“Multimodal Neurons in Artificial Neural Networks [CLIP]”, Gabriel Goh, Nick Cammarata, Chelsea Voss, Shan Carter, Michael Petrov, Ludwig Schubert, Alec Radford, Chris Olah2021-03-04 (, , ; similar)⁠:

[Investigation of CLIP activations: CLIP detects a wide variety of entities, like Spiderman, Lady Gaga, or Halle Berry, in a variety of media, such as photos, (images of) text, people in costumes, drawings, or just similar terms; previous cruder smaller NNs lacked this ‘conceptual’ level, only responding to the exact person’s photograph.

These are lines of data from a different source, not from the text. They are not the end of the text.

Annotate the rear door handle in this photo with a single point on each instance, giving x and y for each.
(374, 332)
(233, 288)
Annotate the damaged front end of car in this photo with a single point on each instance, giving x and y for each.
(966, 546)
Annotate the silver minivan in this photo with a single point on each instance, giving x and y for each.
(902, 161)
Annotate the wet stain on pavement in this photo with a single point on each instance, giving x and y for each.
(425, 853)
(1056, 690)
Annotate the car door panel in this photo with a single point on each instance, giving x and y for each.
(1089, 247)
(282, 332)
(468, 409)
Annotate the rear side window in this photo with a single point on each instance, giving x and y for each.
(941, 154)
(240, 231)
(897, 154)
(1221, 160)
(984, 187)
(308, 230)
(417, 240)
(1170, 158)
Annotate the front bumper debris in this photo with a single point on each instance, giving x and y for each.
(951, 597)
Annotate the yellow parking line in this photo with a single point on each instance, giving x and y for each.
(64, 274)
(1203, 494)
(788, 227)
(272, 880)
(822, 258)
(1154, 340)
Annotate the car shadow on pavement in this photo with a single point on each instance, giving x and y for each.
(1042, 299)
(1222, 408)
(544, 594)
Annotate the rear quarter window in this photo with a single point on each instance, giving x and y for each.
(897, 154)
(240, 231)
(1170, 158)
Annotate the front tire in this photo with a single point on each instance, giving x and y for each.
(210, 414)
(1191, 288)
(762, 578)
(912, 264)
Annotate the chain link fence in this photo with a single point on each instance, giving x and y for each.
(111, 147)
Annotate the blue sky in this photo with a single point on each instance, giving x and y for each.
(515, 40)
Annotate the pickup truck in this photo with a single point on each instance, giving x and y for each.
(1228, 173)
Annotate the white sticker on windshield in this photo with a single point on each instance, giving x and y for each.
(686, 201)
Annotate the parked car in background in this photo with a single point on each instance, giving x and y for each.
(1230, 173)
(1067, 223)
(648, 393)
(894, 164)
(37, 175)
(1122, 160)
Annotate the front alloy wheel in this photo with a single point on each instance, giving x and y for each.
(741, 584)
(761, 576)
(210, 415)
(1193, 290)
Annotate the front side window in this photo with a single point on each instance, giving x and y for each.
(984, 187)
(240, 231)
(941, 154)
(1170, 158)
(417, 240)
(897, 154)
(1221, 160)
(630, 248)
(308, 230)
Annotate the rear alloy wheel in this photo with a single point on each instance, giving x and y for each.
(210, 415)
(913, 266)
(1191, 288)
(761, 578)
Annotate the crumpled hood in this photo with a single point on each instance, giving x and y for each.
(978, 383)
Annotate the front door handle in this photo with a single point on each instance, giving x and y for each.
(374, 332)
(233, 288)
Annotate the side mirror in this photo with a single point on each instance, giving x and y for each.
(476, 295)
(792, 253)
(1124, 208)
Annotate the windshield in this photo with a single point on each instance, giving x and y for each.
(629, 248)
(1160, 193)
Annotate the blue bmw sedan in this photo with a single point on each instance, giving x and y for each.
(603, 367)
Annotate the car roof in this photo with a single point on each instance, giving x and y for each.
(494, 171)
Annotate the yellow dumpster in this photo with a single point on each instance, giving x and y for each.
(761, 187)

CLIP neurons further specialize in regions, famous individual, human emotions, religions, human attributes such as age/gender/facial-features, geographic regions (down to specific cities), holidays, art styles (such as anime vs painting), media franchises (Pokemon, Star Wars, Minecraft, Batman etc), brands, images of text, and abstract concepts like ‘star’ or ‘LGBTQ+’ or numbers or time or color. Such conceptual neurons also have ‘opposite’ neurons, like Donald Trump vs “musicians like Nicky Minaj and Eminem, video games like Fortnite, civil rights activists like Martin Luther King Junior, and LGBT symbols like rainbow flags.” The capabilities are best with the English language, but there is limited foreign-language capabilities as well.

Given the ‘conceptual’ level of neurons, it’s not too surprising that the overloaded/entangled/“polysemantic” neurons that Distill.pub has documented in VGG-16 (which appear undesirable and to reflect the crudity of the NN’s knowledge) are much less present in CLIP, and the neurons appear to learn much cleaner concepts.

The power of the zero-shot classification, and the breadth of CLIP’s capabilities, can lead to some counterintuitive results, like their discovery of what they dub typographic attacks: writing “iPod” on a piece of paper and sticking it on the front of a Granny Smith apple can lead to the text string “iPod” being much more ‘similar’ to the image than the text string “Granny Smith”.

Perhaps even more surprising is that the multimodal conceptual capability leads to a Stroop effect! (And also bouba/kiki.) All in all, CLIP is remarkable.]